先日、友人との会話で「女子がグループ活動のリーダーになる」ことについて話題になった。理系学部で男子が多いため、女子がリーダーに立候補するのは少し遠慮してしまう。それは、これまでの生活で「無意識のうちに作られた価値観」の一つだと思う。

ヒドゥンカリキュラム

学校や家庭の中で色々な教育を行う際に、教師や親の無意識的な言動により知識、価値観、行動様式が子どもに伝わっていくことを「ヒドゥンカリキュラム」という。
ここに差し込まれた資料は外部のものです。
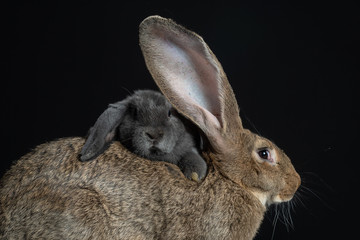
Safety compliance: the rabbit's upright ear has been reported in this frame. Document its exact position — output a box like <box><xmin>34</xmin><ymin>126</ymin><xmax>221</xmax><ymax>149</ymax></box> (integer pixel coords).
<box><xmin>80</xmin><ymin>99</ymin><xmax>128</xmax><ymax>162</ymax></box>
<box><xmin>139</xmin><ymin>16</ymin><xmax>242</xmax><ymax>151</ymax></box>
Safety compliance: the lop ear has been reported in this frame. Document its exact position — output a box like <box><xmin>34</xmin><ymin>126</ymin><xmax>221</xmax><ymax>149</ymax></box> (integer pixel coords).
<box><xmin>80</xmin><ymin>99</ymin><xmax>128</xmax><ymax>162</ymax></box>
<box><xmin>139</xmin><ymin>16</ymin><xmax>242</xmax><ymax>151</ymax></box>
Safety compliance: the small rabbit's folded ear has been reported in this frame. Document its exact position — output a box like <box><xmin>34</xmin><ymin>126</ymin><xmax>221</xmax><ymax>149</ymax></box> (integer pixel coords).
<box><xmin>139</xmin><ymin>16</ymin><xmax>242</xmax><ymax>151</ymax></box>
<box><xmin>80</xmin><ymin>99</ymin><xmax>128</xmax><ymax>162</ymax></box>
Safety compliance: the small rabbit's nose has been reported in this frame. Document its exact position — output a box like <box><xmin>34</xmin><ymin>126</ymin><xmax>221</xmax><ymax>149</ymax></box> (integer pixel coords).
<box><xmin>145</xmin><ymin>131</ymin><xmax>164</xmax><ymax>141</ymax></box>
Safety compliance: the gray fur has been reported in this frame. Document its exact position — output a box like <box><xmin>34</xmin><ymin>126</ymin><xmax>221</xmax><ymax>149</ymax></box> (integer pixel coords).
<box><xmin>80</xmin><ymin>90</ymin><xmax>207</xmax><ymax>179</ymax></box>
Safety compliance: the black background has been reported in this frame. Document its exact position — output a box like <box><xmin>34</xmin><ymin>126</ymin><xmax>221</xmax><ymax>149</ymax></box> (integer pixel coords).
<box><xmin>0</xmin><ymin>0</ymin><xmax>359</xmax><ymax>239</ymax></box>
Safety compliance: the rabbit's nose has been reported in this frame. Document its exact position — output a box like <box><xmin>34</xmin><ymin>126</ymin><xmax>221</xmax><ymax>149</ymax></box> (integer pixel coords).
<box><xmin>145</xmin><ymin>131</ymin><xmax>164</xmax><ymax>141</ymax></box>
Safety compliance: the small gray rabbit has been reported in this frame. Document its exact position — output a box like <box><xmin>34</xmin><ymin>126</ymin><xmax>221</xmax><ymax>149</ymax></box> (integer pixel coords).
<box><xmin>80</xmin><ymin>90</ymin><xmax>207</xmax><ymax>181</ymax></box>
<box><xmin>0</xmin><ymin>16</ymin><xmax>301</xmax><ymax>240</ymax></box>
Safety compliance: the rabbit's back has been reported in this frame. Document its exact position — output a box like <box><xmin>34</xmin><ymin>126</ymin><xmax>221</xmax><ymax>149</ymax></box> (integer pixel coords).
<box><xmin>0</xmin><ymin>138</ymin><xmax>264</xmax><ymax>239</ymax></box>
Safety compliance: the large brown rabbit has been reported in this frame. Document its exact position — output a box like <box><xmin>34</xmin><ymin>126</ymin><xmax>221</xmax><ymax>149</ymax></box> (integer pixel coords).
<box><xmin>0</xmin><ymin>16</ymin><xmax>300</xmax><ymax>239</ymax></box>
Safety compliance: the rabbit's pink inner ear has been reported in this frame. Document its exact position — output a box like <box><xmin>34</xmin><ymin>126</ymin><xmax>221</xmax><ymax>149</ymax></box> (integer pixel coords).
<box><xmin>140</xmin><ymin>17</ymin><xmax>223</xmax><ymax>131</ymax></box>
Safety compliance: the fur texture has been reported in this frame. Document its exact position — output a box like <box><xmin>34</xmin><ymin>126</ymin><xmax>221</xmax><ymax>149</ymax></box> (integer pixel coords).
<box><xmin>81</xmin><ymin>90</ymin><xmax>207</xmax><ymax>180</ymax></box>
<box><xmin>0</xmin><ymin>16</ymin><xmax>301</xmax><ymax>239</ymax></box>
日本語で言うと「隠れたカリキュラム」。

【ヒドゥンカリキュラム】
ヒドゥン(hidden)="隠された"
カリキュラム(curriculum)="課程"

目に見えるカリキュラムとは違い、目に見えず暗黙の了解の形で児童生徒に伝達される。

ジェンダー認識

皆さんの通っているor通っていた学校は男女混合名簿ですか?

もともと日本では90年代まで男女別名簿が主流だった。
男性をあいうえお順に読んで、次に女性をあいうえお順に読む。

入学式などの式典でも男女で座る場所が分かれる。

そのように、様々な場面で男女で分ける教育が浸透していた。

確かに、身体測定や着替えなどプライバシーを守らなければならない場面では性別で分けることは必要になる。
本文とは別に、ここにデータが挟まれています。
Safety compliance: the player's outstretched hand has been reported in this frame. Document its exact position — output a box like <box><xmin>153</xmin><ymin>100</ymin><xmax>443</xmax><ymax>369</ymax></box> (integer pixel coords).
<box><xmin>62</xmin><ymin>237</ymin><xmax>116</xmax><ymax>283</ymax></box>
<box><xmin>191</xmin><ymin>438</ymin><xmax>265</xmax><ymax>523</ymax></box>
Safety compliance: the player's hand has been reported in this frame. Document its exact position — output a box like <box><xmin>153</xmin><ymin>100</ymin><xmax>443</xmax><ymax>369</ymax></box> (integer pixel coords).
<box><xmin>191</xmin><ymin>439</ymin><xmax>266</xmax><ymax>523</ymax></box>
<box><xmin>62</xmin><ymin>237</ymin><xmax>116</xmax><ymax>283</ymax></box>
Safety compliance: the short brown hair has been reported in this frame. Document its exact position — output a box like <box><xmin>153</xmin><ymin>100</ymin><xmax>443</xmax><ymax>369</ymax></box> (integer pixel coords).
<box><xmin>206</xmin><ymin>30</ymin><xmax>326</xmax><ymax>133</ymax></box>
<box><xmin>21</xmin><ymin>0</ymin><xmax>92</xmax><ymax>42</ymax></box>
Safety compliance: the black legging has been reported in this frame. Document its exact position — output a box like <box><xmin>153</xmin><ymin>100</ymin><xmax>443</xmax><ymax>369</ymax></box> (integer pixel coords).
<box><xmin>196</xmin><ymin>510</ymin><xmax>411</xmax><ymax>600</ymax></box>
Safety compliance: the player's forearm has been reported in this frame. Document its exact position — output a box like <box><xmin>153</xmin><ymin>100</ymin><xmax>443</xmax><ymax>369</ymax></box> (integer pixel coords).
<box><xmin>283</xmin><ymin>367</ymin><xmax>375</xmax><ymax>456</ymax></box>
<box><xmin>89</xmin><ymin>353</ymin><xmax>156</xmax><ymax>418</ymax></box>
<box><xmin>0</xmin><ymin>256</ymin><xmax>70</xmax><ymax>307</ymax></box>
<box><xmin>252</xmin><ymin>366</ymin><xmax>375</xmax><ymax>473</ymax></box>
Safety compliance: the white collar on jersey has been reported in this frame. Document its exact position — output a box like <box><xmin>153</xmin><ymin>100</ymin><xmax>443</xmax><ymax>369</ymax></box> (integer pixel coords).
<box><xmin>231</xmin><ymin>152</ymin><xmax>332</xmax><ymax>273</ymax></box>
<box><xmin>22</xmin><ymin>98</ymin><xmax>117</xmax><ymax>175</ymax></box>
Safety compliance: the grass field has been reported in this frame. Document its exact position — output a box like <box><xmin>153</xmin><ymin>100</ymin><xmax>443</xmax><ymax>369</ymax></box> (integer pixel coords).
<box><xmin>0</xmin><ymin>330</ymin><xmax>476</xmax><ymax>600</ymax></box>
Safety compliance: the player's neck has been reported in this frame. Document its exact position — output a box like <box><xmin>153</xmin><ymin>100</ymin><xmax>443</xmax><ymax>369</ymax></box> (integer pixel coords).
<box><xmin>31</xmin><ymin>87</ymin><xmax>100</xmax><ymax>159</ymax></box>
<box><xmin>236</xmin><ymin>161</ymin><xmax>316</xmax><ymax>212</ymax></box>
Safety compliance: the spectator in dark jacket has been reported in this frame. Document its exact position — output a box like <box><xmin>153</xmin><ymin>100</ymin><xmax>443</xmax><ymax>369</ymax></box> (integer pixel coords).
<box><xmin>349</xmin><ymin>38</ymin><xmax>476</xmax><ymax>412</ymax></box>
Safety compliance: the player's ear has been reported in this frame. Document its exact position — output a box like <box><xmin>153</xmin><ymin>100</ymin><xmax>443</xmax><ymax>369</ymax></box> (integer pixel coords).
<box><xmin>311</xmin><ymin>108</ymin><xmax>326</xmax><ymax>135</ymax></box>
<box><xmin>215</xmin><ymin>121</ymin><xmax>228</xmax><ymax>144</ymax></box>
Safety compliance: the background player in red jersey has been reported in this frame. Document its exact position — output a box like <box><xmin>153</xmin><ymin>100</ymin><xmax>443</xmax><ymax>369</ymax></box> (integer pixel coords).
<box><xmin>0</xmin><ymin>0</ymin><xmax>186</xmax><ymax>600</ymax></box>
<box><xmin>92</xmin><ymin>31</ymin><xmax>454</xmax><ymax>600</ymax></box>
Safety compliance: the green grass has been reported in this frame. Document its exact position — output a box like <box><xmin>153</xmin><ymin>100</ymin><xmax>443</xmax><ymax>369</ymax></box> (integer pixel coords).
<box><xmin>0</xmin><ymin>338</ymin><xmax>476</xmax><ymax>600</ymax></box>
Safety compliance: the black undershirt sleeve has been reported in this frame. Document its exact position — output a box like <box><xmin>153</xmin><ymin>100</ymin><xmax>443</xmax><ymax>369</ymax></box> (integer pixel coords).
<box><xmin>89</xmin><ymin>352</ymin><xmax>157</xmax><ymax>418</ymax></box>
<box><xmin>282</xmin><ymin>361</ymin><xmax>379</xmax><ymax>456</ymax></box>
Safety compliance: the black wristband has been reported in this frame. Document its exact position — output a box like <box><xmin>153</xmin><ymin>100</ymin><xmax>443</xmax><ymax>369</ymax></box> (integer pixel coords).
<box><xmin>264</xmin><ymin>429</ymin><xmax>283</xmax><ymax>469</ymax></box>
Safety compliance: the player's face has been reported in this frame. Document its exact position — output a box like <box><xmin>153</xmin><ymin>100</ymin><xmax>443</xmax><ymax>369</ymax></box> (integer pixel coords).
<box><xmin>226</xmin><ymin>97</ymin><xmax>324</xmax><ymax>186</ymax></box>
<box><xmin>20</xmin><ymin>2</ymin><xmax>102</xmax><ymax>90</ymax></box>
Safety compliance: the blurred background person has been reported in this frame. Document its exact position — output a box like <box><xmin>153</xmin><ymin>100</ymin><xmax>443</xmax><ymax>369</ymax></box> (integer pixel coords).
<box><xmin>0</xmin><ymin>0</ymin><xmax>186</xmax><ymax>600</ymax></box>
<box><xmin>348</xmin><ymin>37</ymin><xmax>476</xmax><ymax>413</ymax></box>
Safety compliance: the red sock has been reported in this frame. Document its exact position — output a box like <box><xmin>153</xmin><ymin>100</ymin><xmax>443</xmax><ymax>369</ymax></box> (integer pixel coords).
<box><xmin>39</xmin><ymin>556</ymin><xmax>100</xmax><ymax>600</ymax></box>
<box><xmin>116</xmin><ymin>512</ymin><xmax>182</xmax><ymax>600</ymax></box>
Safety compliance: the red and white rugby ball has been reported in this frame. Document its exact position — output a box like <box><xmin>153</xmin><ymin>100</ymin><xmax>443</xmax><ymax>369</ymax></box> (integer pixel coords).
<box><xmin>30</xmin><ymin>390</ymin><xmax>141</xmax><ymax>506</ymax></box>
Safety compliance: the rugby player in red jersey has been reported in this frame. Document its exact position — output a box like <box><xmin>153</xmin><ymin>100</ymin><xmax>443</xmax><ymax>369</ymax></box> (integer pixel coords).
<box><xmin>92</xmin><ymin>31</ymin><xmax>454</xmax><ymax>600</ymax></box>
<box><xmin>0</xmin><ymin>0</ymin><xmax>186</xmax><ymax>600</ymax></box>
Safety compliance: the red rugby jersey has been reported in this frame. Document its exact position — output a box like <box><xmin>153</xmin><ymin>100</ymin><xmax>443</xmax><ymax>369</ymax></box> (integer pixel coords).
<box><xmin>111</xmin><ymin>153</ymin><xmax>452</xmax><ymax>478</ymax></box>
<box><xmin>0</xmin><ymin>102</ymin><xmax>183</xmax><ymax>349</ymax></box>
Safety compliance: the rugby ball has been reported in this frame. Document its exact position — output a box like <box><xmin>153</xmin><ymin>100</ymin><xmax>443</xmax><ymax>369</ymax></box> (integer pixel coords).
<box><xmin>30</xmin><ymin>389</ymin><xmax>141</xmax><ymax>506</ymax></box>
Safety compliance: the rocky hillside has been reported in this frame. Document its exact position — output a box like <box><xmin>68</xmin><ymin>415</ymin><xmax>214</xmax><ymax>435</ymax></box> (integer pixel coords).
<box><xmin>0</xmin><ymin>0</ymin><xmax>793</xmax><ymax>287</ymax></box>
しかし、日常的な必要のない場面においても男女を分けることを強調されている。区別が必要ない場面でも「次は男子の○○君」「女子の○○さん」などと何回もジェンダーを確認される。

このジェンダー認識をどこの場面まで必要なのだろうと考えなくてはならない。

つまり、男女別名簿が人々のジェンダー意識を無意識で構築している役割になっている。

このヒドゥンカリキュラムは今でも学校や家庭などの様々な場面で存在している。

私も小中高の名簿を思い出してみた。

小学校と高校は男女混合で、中学校は男女別だった。
小学校は誕生日順、中学高校はあいうえお順。

小学校は名簿は混合だったが、入学式や卒業式などの式典では席が男女で分けられていたし、教室の席も必ず男女ペアだった。また、その男女別の意識は学年があがるにつれて増えていった気がする。
さらに、中学時代は名簿もその他の活動でも性別で分けられていた環境だった。

高校になってからは式典の席も男女混合だったりと、だいぶジェンダー認識は薄まっていた。しかし、進路別の授業では文系理系で男女比に大きな差があったりと小中とは別の場面でのジェンダー意識は大きかった。
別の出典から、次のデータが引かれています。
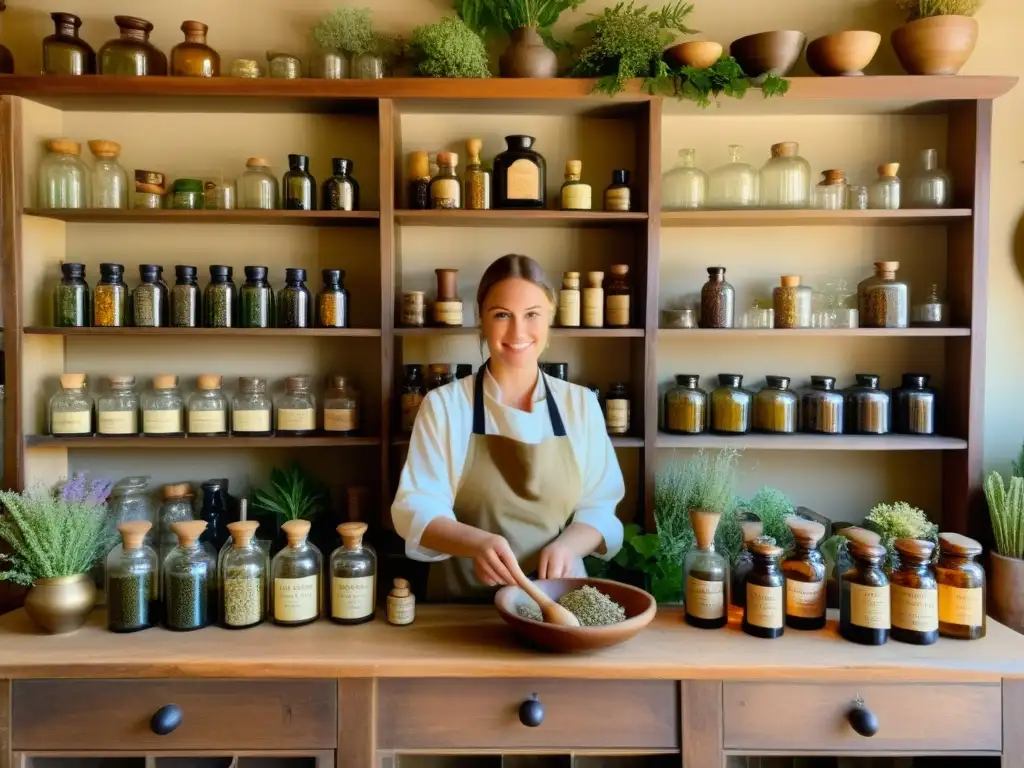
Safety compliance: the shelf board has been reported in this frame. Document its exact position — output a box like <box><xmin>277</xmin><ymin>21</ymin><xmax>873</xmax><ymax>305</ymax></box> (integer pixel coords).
<box><xmin>657</xmin><ymin>432</ymin><xmax>967</xmax><ymax>451</ymax></box>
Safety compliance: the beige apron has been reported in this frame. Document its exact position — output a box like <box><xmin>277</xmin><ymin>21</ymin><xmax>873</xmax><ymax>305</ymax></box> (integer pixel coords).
<box><xmin>427</xmin><ymin>362</ymin><xmax>583</xmax><ymax>602</ymax></box>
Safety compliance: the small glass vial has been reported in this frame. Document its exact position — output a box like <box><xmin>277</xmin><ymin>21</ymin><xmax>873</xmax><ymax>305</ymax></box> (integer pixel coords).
<box><xmin>683</xmin><ymin>509</ymin><xmax>729</xmax><ymax>630</ymax></box>
<box><xmin>275</xmin><ymin>376</ymin><xmax>316</xmax><ymax>437</ymax></box>
<box><xmin>141</xmin><ymin>375</ymin><xmax>184</xmax><ymax>437</ymax></box>
<box><xmin>743</xmin><ymin>537</ymin><xmax>785</xmax><ymax>640</ymax></box>
<box><xmin>889</xmin><ymin>539</ymin><xmax>939</xmax><ymax>645</ymax></box>
<box><xmin>96</xmin><ymin>376</ymin><xmax>138</xmax><ymax>436</ymax></box>
<box><xmin>331</xmin><ymin>522</ymin><xmax>377</xmax><ymax>624</ymax></box>
<box><xmin>935</xmin><ymin>534</ymin><xmax>986</xmax><ymax>640</ymax></box>
<box><xmin>188</xmin><ymin>374</ymin><xmax>227</xmax><ymax>437</ymax></box>
<box><xmin>839</xmin><ymin>539</ymin><xmax>891</xmax><ymax>645</ymax></box>
<box><xmin>231</xmin><ymin>376</ymin><xmax>273</xmax><ymax>437</ymax></box>
<box><xmin>270</xmin><ymin>520</ymin><xmax>324</xmax><ymax>627</ymax></box>
<box><xmin>49</xmin><ymin>374</ymin><xmax>92</xmax><ymax>437</ymax></box>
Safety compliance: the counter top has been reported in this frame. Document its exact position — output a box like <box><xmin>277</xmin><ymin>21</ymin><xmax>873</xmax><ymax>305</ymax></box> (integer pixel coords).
<box><xmin>0</xmin><ymin>605</ymin><xmax>1024</xmax><ymax>682</ymax></box>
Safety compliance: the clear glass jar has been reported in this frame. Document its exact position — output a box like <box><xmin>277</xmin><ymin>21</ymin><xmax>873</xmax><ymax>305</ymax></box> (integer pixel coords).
<box><xmin>270</xmin><ymin>520</ymin><xmax>324</xmax><ymax>627</ymax></box>
<box><xmin>141</xmin><ymin>375</ymin><xmax>184</xmax><ymax>437</ymax></box>
<box><xmin>49</xmin><ymin>374</ymin><xmax>92</xmax><ymax>437</ymax></box>
<box><xmin>760</xmin><ymin>141</ymin><xmax>811</xmax><ymax>208</ymax></box>
<box><xmin>708</xmin><ymin>144</ymin><xmax>759</xmax><ymax>209</ymax></box>
<box><xmin>662</xmin><ymin>148</ymin><xmax>708</xmax><ymax>211</ymax></box>
<box><xmin>96</xmin><ymin>376</ymin><xmax>138</xmax><ymax>435</ymax></box>
<box><xmin>39</xmin><ymin>138</ymin><xmax>91</xmax><ymax>209</ymax></box>
<box><xmin>231</xmin><ymin>376</ymin><xmax>273</xmax><ymax>437</ymax></box>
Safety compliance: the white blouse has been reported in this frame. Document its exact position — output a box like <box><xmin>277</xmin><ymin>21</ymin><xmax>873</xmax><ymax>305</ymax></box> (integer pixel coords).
<box><xmin>391</xmin><ymin>372</ymin><xmax>626</xmax><ymax>562</ymax></box>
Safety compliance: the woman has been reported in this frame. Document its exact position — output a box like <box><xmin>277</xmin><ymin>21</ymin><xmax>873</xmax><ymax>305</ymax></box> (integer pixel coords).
<box><xmin>391</xmin><ymin>255</ymin><xmax>625</xmax><ymax>601</ymax></box>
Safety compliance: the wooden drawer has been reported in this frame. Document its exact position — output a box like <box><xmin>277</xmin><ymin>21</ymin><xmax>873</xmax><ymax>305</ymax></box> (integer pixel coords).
<box><xmin>379</xmin><ymin>679</ymin><xmax>680</xmax><ymax>750</ymax></box>
<box><xmin>724</xmin><ymin>683</ymin><xmax>1002</xmax><ymax>752</ymax></box>
<box><xmin>11</xmin><ymin>680</ymin><xmax>338</xmax><ymax>752</ymax></box>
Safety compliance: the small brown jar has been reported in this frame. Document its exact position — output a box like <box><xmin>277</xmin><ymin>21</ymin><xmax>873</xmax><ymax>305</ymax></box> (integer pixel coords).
<box><xmin>889</xmin><ymin>539</ymin><xmax>939</xmax><ymax>645</ymax></box>
<box><xmin>935</xmin><ymin>534</ymin><xmax>985</xmax><ymax>640</ymax></box>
自分の経験としても、理系で数Ⅲを履修する女子が私一人だけ(数Ⅲ履修の男子は10人弱、クラス全体は40人位)だったのでとても居心地が悪かった経験がある。

校則

校則はヒドゥンカリキュラムの一つである。

【校則で伝えられるメッセージ】
「男と女は別の振る舞いをするもの」

このようなメッセージが学校校則によって生徒に伝えられている。

例えば制服や髪型。
男女で制服や髪型が別々に定められている。

このようなルールが一つのヒドゥンカリキュラムとなって、「男性と女性は別の存在であり、別の振る舞いが求められる」ということを学校側が教えていることになる。

いじめ

ヒドゥンカリキュラムはジェンダー以外にも様々な場面において存在する。

例えば、教師が他の教員や保護者の悪口を平気で生徒の前で言ったり、教員同士の関係が悪ければ、それが生徒の「いじめ」の助長に繋がることがある。

「いじめは良くない」と生徒に教えるだけではなく、「いじめを容認しない」雰囲気を生徒が体感することが必要だと思う。

そのためにも、まずは教員同士が尊重し合うこと、教師が生徒一人一人を平等に見ることが大切である。

まとめ

ヒドゥンカリキュラムの悪い面を書いたが、実際には良い面も存在する。
例えば、教員が教室の掃除やごみ拾いを行うことで、児童生徒も自主的に掃除をするようになる。教員が間違いを素直に認めて謝罪することで、生徒も素直になるなど。

このようにヒドゥンカリキュラムは生徒の生きる力の育成にも非常に重要な役割を持っている。

「背中を見て育つ」などと言われているように日本は非言語活動によって教育をする文化があると思う。

この文化には良い面も悪い面もあるので、まずはそのヒドゥンカリキュラムは本当に必要なのか、理不尽ではないのか気づくことが重要だろう。

私自身も日常生活での「普通」に敏感になって、自分の価値観を改めてみようと思う。

そして今後、特にジェンダーについての勉強を進めていくつもりだ。